En ce moment
 

GB: le Brexit plombe l'investissement dans le secteur automobile

GB: le Brexit plombe l'investissement dans le secteur automobile
Un concessionnaire Toyota à Twickenham (Ouest de Londres) le 26 janvier 2017Adrian DENNIS

L'investissement dans l'industrie automobile britannique a diminué de moitié au cours du premier semestre de 2018, principalement en raison des incertitudes entourant le Brexit, ont annoncé mardi les professionnels du secteur.

Les montants investis ont atteint 347,3 millions de livres (394 millions d'euros) sur la période au Royaume-Uni, que ce soit dans les nouveaux modèles, l'équipement et les usines, soit deux fois moins qu'un an plus tôt, selon les chiffres de l'Association des constructeurs et des vendeurs d'automobiles (SMMT).

L'association, qui tient mardi sa conférence annuelle à Londres, attribue cette tendance au flou qui règne quant à l'issue des négociations entre le Royaume-Uni et l'UE sur le Brexit, empêchant les constructeurs de se lancer dans de nouveaux projets.

"Il y a une frustration grandissante dans les instances de direction quant au faible progrès des négociations", prévient Mike Hawes, directeur général de la SMMT dans un discours qu'il doit prononcer dans la journée.

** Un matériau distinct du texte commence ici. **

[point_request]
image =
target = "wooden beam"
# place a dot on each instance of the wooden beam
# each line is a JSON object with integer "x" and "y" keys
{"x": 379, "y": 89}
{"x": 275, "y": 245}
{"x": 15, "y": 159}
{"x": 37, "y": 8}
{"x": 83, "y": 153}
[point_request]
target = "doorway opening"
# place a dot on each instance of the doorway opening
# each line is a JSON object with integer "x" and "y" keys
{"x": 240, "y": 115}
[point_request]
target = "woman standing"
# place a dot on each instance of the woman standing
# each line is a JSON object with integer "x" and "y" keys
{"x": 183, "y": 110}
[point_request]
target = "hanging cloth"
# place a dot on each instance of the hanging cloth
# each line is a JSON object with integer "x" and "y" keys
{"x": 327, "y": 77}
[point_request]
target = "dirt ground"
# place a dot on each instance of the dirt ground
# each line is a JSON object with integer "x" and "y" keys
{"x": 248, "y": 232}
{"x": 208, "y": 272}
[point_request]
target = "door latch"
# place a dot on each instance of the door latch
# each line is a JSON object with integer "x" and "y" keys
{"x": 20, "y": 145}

"La position actuelle, avec des messages contradictoires et des lignes rouges, va à l'encontre des intérêts du secteur automobile britannique qui a prospéré en étant intégré au marché unique et à l'union douanière", explique-t-il.

La SMMT explique que le chiffre d'affaires du secteur a atteint un record de 82 milliards de livres en 2017, récoltant les fruits des investissements passés, mais craint un sérieux coup de frein du fait du manque de clarté sur le Brexit, à neuf mois de la sortie de l'UE.

Ces difficultés interviennent en outre au moment où les ventes d'automobiles reculent fortement dans le pays en raison d'une désaffection envers le diesel.

L'industrie britannique n'a eu de cesse de réclamer le maintien dans l'union douanière et le marché unique afin d'éviter des droits de douane néfastes aux affaires.

Le secteur est exposé aux risques associés au Brexit puisqu'il dépend en grande partie des constructeurs étrangers implantés sur son sol. Il emploie 856.000 personnes et a exporté 1,33 million de voitures l'an dernier.

Dans la foulée du vote pour le Brexit du 23 juin 2016, la SMMT avait abandonné l'objectif de 2 millions de véhicules produits par an au Royaume-Uni qu'elle s'était fixée pour l'horizon 2020, alors que l'UE absorbe la majorité des exportations de voitures fabriquées au Royaume-Uni.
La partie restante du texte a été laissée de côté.